Low budget airline price war

2008-07-29

Despite an 85 per cent fall in profits in the first quarter of 2008, Ryan Air surprised the market and consumers alike this week when maverick boss Michael O'Leary announced a price cutting strategy, in the face of rising oil prices and a global economic downturn.

Meanwhile, British Airways warned fares will go up by four per cent and is planning to axe five per cent of its winter flights. Short-haul and domestic flights from Gatwick and Heathrow to regional airports will be most at risk of the axe when BA announces its own first quarter results at the beginning of August.

O'Leary said: "We believe our average fares for the year may fall by as much as five per cent if European air fares plunge this winter. Ryanair will lead this downward pricing at a time when most of our competitors are hoping to raise fares and fuel surcharges. We will continue to absorb higher oil costs, even if it means short-term losses."

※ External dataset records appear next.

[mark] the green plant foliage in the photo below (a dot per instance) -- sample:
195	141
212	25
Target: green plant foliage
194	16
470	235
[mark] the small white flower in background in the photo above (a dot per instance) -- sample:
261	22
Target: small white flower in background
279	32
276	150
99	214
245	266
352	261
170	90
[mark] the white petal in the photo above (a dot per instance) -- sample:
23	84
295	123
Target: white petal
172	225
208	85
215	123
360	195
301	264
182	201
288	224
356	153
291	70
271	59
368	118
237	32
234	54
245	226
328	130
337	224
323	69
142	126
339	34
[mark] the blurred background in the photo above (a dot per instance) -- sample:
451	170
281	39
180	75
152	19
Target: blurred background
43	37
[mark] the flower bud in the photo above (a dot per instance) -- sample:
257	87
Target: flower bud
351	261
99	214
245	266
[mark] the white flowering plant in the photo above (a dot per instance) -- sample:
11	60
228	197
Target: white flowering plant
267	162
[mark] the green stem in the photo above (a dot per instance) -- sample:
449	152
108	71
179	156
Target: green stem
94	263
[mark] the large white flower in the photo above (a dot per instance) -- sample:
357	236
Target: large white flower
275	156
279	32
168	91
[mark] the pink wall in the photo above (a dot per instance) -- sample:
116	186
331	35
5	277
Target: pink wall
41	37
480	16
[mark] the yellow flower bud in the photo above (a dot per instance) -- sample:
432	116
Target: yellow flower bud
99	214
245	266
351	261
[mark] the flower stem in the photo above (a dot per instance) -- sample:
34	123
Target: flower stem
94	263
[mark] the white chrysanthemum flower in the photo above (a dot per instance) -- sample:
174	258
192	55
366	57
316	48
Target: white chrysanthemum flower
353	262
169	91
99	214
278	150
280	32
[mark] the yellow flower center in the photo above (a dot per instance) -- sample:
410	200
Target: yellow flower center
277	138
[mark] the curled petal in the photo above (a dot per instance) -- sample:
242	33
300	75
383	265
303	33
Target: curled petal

Rising oil prices, which averaged $117 a barrel in the first quarter of 2008 compared with $61 a barrel in the same period last year, is responsible for Ryanair's profits dropping to £16million. It faces losses of up to £47.3million this year compared with the record £378million profit last year if oil prices stay high.
Despite the promise of ever cheaper flights, the no-frills airline operator announced it is axeing 14 per cent of its winter flights from Stansted airport . Ryanair's weekly flights will be cut from more than 1,850 to just under 1,600. It is also cutting flights from its Dublin base by 12 per cent this winter and expects to ground just over 10 per cent of its fleet.